Une équipe de l’Université de Genève a découvert les mécanismes de régulation de la formation de la couche protectrice des racines des plantes.
Les plantes s’adaptent à leurs besoins nutritionnels en modifiant la perméabilité de leurs racines, via la production ou la dégradation d’une couche semblable au liège, la subérine. En s’intéressant à la régulation de cette couche protectrice chez l’Arabette des dames (Arabidopsis thaliana), une équipe internationale, dirigée par des scientifiques de l’Université de Genève (UNIGE), a découvert quatre facteurs moléculaires responsables de l’activation génétique de la subérine. Leur identification a permis de produire des plantes aux racines continuellement recouvertes - ou au contraire totalement dépourvues - de subérine. Celles-ci constituent des outils d’intérêt majeur pour la sélection de plantes plus résistantes aux stress environnementaux. Ces travaux sont à lire dans la revue Proceedings of the National Academy of Sciences (PNAS).

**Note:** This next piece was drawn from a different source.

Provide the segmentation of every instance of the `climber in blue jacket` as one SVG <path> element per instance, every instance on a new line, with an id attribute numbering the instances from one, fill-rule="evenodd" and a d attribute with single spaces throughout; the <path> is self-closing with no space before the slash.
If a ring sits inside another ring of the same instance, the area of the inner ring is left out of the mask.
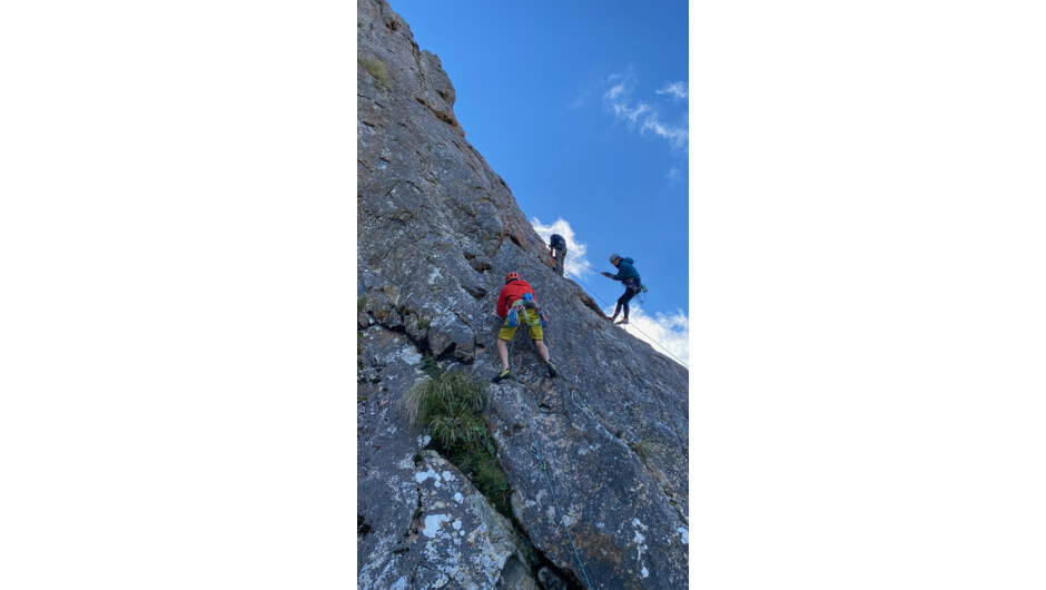
<path id="1" fill-rule="evenodd" d="M 624 294 L 618 297 L 618 306 L 614 307 L 614 315 L 609 318 L 611 322 L 616 319 L 618 313 L 624 307 L 624 319 L 618 322 L 618 324 L 629 323 L 629 302 L 643 288 L 643 284 L 639 281 L 639 273 L 637 273 L 635 267 L 632 266 L 633 262 L 632 258 L 622 258 L 620 254 L 611 254 L 610 264 L 618 267 L 618 274 L 600 273 L 605 277 L 624 283 Z"/>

L’absorption par les racines des éléments nutritifs et de l’eau présents dans le sol doit être sélective, en particulier lorsque l’environnement est toxique pour la plante. La subérine, présente au niveau des racines des plantes, est une substance composée de lipides qui joue le rôle de barrière protectrice contre les différents stress de l’environnement. En effet, une étude précédente de Marie Barberon, professeure au Département de botanique et biologie végétale de la Faculté des sciences de l’Université de Genève, a montré que la subérine - constituant principal du liège - peut recouvrir les parois cellulaires, ou au contraire être dégradée pour modifier la perméabilité des racines aux nutriments présents dans l’environnement. La couche de subérine protège ainsi la plante contre les pertes en eau, la présence d’éléments toxiques tels que le sel ou le cadmium, mais permet aussi d’optimiser l’acquisition des nutriments nécessaires à la croissance.
Quatre facteurs clés chez l’Arabette des dames
Afin de comprendre comment est régulée la présence de la subérine, une équipe internationale, dirigée par Marie Barberon, s’est intéressée à certains régulateurs présents dans l’endoderme, la couche de cellules qui entoure les vaisseaux transportant la sève et qui fabrique la subérine. Cette étude a été réalisée dans l’organisme modèle le plus utilisé par les botanistes, l’Arabette des dames. «Nous avons pu nous servir d’une des caractéristiques de cette plante, à savoir la transparence de ses racines, pour observer directement en microscopie la présence ou non de la subérine après coloration et ainsi identifier les protéines essentielles à sa production», explique Vinay Shukla, chercheur au Département de botanique et biologie végétale et premier auteur de cette étude. C’est ainsi que les biologistes ont pu déterminer les quatre principales protéines responsables de la formation de la subérine. «Nous avons ainsi obtenu des plantes dont les racines sont toujours recouvertes de subérine. A l’aide de la technique CRISPR/Cas9, nous avons également généré un quadruple mutant pour ces protéines qui est incapable de produire la subérine», poursuit Vinay Shukla.
Un pas dans la direction de plantes super-résistantes
Ces Arabettes modifiées ont ensuite été cultivées dans des milieux avec différentes teneurs en sodium, un élément nutritif contenu dans le sel et nécessaire à la croissance des plantes, mais qui peut devenir toxique s’il est présent dans les sols en concentration trop élevée. «Nous avons observé que les plantes dont les racines sont continuellement recouvertes de subérine absorbent moins le sodium que celles qui en sont dépourvues. En revanche, ces dernières résistent moins bien aux concentrations toxiques», commente Marie Barberon.
Cette découverte des facteurs clés de la régulation de la formation de subérine dans les racines va permettre de disposer d’outils génétiques précieux pour étudier plus précisément son rôle dans le maintien de l’équilibre en nutriments chez les végétaux, mais aussi dans la résistance aux stress salins, à la sécheresse ou encore aux inondations. Ces résultats pourraient avoir un impact considérable chez les plantes d’intérêt agronomique, en permettant à l’avenir de sélectionner des plantes qui résistent mieux aux conditions environnementales défavorables.